The administration has released a white paper saying it intends to wind down Fannie Mae and Freddie Mac and severely cut back FHA’s role in mortgage funding. Though the plan could take up to seven years to execute, it would mean a dramatically privatized mortgage market and very likely higher rates. The report offers three options, including creating a new government agency that would continue to insure mortgages or a new agency that would step in only during times of crisis.
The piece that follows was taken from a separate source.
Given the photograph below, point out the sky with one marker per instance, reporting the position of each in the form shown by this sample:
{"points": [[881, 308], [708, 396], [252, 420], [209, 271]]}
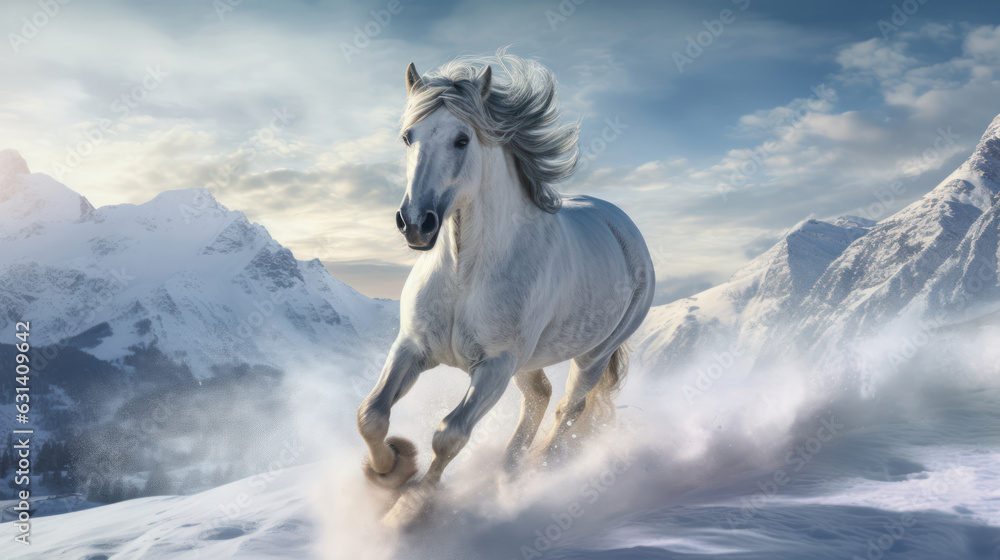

The most drastic option would end government backing for home loans beyond the FHA. This could prove to be disastrous for condo financing, which has long been problematic when it comes to FHA. (Read more about how changes in condo financing impacted sales in this post.)
This report comes on the heels of another direct hit on buyers: FHA’s recently announced increase in the monthly mortgage insurance premium of .25% beginning with case numbers assigned on or after April 18, 2011. FHA Commissioner David Stevens said “After careful consideration and analysis, we determined it was necessary to increase the annual mortgage insurance premium at this time in order to bolster the FHA’s capital reserves and help private capital return to the housing market,” said Stevens. “This quarter point increase in the annual MIP is a responsible step towards meeting the Congressionally mandated two percent reserve threshold, while allowing FHA to remain the most cost effective mortgage insurance option for borrowers with lower incomes and lower down payments.” This means that FHA buyers who have a ratified contract AFTER that date will have a higher monthly payment, so plan accordingly and get those offers in during EARLY April! On a $400,000 loan it translates into an extra $83 in your monthly payment.
Interest rates have a huge impact on affordability, especially for first time buyers who typically have lower down payments than 2nd or 3rd time buyers who are rolling equity over from a previous home.